Use the fantasy term especially if there isn't an existing word that adequately defines what the object/being/whatever is. (E. g., there's some sort of aspect to a "kurrigo" that differentiates it from the typical bodyguard, hence the word "bodyguard" isn't adequate.)
Using a fantasy term even if there's an adequate existing term can also help bring a fantasy world to life--just by throwing in little foreign terms here and there--it gives it more of a fantasy feel. (I'm obviously someone who uses such terms sometimes!) But it can be overdone, and most annoyingly is when the words aren't defined. Just because a "kurrigo" is doing something a bodyguard might do doesn't mean I will be able to assume that a kurrigo is a bodyguard.
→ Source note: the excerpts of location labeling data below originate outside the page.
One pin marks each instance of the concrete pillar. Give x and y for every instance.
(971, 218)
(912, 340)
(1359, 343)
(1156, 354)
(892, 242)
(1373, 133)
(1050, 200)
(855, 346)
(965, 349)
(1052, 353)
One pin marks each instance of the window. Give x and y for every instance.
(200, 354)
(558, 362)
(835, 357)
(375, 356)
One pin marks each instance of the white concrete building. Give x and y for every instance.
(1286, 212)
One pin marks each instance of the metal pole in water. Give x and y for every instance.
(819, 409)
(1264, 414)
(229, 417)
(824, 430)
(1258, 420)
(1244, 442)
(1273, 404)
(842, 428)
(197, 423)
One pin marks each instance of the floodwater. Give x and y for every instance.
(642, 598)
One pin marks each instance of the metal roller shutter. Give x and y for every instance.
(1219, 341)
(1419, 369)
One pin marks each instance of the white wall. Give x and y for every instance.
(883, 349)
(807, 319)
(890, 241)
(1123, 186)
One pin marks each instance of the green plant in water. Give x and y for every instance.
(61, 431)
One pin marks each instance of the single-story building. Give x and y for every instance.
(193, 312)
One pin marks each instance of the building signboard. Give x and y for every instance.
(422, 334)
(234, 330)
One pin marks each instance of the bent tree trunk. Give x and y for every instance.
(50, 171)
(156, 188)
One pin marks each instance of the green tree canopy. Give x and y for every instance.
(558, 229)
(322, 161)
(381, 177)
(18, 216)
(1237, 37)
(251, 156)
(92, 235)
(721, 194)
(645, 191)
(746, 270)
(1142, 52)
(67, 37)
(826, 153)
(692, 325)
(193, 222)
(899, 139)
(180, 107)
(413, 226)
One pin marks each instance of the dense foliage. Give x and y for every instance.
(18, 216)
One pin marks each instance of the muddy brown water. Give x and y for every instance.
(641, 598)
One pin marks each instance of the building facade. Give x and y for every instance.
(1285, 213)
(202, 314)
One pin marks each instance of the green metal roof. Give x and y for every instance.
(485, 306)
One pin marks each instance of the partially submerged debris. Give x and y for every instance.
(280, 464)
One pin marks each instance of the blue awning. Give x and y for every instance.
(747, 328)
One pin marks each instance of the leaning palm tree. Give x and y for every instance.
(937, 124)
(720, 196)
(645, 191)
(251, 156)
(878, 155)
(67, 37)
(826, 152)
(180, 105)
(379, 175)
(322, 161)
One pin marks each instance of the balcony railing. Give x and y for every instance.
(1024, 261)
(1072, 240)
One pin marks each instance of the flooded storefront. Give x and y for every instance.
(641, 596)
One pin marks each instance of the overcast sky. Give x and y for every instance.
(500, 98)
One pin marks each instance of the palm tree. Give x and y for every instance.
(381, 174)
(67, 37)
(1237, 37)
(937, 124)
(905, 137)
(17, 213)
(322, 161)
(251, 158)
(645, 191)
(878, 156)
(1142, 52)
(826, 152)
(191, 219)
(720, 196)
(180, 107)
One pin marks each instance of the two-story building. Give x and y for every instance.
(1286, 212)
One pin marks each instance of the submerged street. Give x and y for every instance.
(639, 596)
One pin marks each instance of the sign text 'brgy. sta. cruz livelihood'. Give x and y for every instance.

There will have to be some sort of clarification in the text of what a kurrigo (or any other fantasy term) actually is or means.
I'm nearly done with the "His Dark Materials" trilogy, and while most of the foreign terms used in the stories are gradually kind of defined in context, it really irked me that so many of them weren't clarified earlier on. For example, "naptha." I assume it's like kerosene or natural gas or something, because of how it's described and used throughout the books. Sure, it's not exactly a fantasy word, but it's not in regular usage, and it niggled at me that I was (and am) never quite sure what it is. Meaning the author was never QUITE clear enough giving a definition. That is irritating.
ETA: And I ditto Dario D.'s post. Some fantasy terms are just so obvious it's pathetic. They should sound natural, not forced. For example, a big ugly beast rears up out of a swamp and of course it's called a "glorknor" or "norglorp" or something. *blargh*
ETA 2: And see?--I spelled "naphtha" wrong. Ugh.